Thank you, @Joe, @shoulders, @jimr1 and @calport for all the suggestions so far. I’m really grateful!

I personally run a pfsense box in-between the internet and my server, this does all my IP and Domain blocking as it is much better at it. The lists are updated more frequently. I do leave spamassassin to do blocks as it see fit from the default RBL just incase any are missed. I do not have any blocks in Postfix.

From reading people say do not use RBL in Postfix to block emails as this is a waste. Postfix are moving away from this to be a pure MTA and say this should be left to dedicated software such as spamassassain.

Only doing lookups in one place (i.e. spamassassin) stops double lookups. Maybe move your RBLs from Postfix to Spamassassain? I would be interested on your thoughts.

DCC, Razor, Pyzor - are these still supported?

The Postfix rules above are worth studying, it was very hard to get my head around chasing all the varius settings and people still thinking postfix was on v2.0 when they gave their advise

check_policy_service unix:private/policyd-spf

• I don’t have this statement, or possibly postfix-policyd-spf-python installed. did you install this service?
• I use a ‘test’ on spamassassain to drop emails with a failed SPF check
• This might be useful to block emails getting sent to a domain with a dodgy SPF unless this is now part of the postfix settings. It might be worth checking.
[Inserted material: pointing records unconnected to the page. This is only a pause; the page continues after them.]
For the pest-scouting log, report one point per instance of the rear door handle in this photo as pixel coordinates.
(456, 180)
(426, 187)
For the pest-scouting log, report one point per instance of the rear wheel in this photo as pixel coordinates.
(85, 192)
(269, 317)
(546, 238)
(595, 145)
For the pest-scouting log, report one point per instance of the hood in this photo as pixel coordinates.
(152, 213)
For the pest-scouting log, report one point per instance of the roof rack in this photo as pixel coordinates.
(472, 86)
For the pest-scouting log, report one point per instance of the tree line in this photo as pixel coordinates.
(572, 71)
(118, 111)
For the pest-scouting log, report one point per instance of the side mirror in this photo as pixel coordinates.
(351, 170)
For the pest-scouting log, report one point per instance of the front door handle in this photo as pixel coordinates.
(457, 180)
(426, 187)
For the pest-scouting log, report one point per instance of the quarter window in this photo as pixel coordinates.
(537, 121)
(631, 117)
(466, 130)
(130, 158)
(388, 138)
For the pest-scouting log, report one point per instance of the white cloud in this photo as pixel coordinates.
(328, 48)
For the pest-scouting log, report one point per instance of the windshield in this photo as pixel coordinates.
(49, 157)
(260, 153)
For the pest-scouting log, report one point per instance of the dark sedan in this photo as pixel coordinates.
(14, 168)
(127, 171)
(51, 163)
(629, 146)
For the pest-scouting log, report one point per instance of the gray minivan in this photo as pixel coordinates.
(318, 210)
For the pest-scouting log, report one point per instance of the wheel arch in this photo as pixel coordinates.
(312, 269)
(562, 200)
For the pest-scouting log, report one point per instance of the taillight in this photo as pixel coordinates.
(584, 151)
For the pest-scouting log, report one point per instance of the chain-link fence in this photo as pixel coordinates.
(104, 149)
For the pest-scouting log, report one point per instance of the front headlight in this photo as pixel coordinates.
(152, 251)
SPF is about receiving emails.

not all postfix setups are the same, on my real old server it is set like this

smtpd_base_cfg = permit_mynetworks permit_sasl_authenticated reject_unauth_destination reject_unknown_recipient_domain reject_unauth_pipelining reject_invalid_hostname
smtpd_black_list = reject_rbl_client bl.spamcop.net reject_rbl_client zen.spamhaus.org
smtpd_milter_list = check_policy_service unix:private/policy-spf
smtpd_rbl_check = check_client_access hash:/etc/postfix/rbl_override
smtpd_recipient_restrictions = $smtpd_base_cfg $smtpd_rbl_check $smtpd_black_list $smtpd_milter_list

and still works fine

This is how I would like to see the Postfix policy sections

334187011-cf23b70b-1db4-40a0-a16e-9b310a66a863855×784 57.7 KB

from Remove `SMTP Client Restrictions` and create `Access restriction lists` · Issue #2171 · webmin/webmin · GitHub

no sign of being able to have an rbl_overide there or any other hashed file that you might want to add, this although it looks nice, does not allow the user to ‘tune’ postfix to their requirements but Webmin → Servers → Postfix Mail Server → Edit Config Files already allows this to happen.
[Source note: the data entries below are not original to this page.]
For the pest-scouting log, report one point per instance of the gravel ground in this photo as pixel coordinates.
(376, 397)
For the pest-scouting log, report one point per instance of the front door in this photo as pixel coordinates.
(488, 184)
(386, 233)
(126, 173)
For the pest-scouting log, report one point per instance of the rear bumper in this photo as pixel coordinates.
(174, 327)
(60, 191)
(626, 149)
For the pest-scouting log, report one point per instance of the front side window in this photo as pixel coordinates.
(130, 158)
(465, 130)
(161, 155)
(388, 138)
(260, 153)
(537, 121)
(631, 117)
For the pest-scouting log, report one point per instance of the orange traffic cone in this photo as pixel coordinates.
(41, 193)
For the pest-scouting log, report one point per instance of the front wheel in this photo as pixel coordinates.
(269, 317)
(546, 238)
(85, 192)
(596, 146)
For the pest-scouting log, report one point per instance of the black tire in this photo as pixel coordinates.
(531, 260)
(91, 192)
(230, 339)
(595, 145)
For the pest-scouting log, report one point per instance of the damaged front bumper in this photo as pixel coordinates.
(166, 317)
You add them into the correct field (smtpd_recipient_restrictions / Spam Blocking Policy). If you check my detailed notes all of this is explained.

The complex polices you can make for postfix are not viable with a GUI and tick boxes for these options.

I can not read your notes as I have an eye problem which means I can not read anything on a white background very well at all

image1431×682 86.8 KB

Yes, accessibility is important and Google search rankings suffer for websites which have poor contrast or are difficult to read for people with poor vision.

For @jimr1 and others - in Google Chrome there are extensions available which can assist with websites which are not accessible by design.

See

Apologies for going a bit off topic here but this could help many and accessibility is a topic which needs more awareness.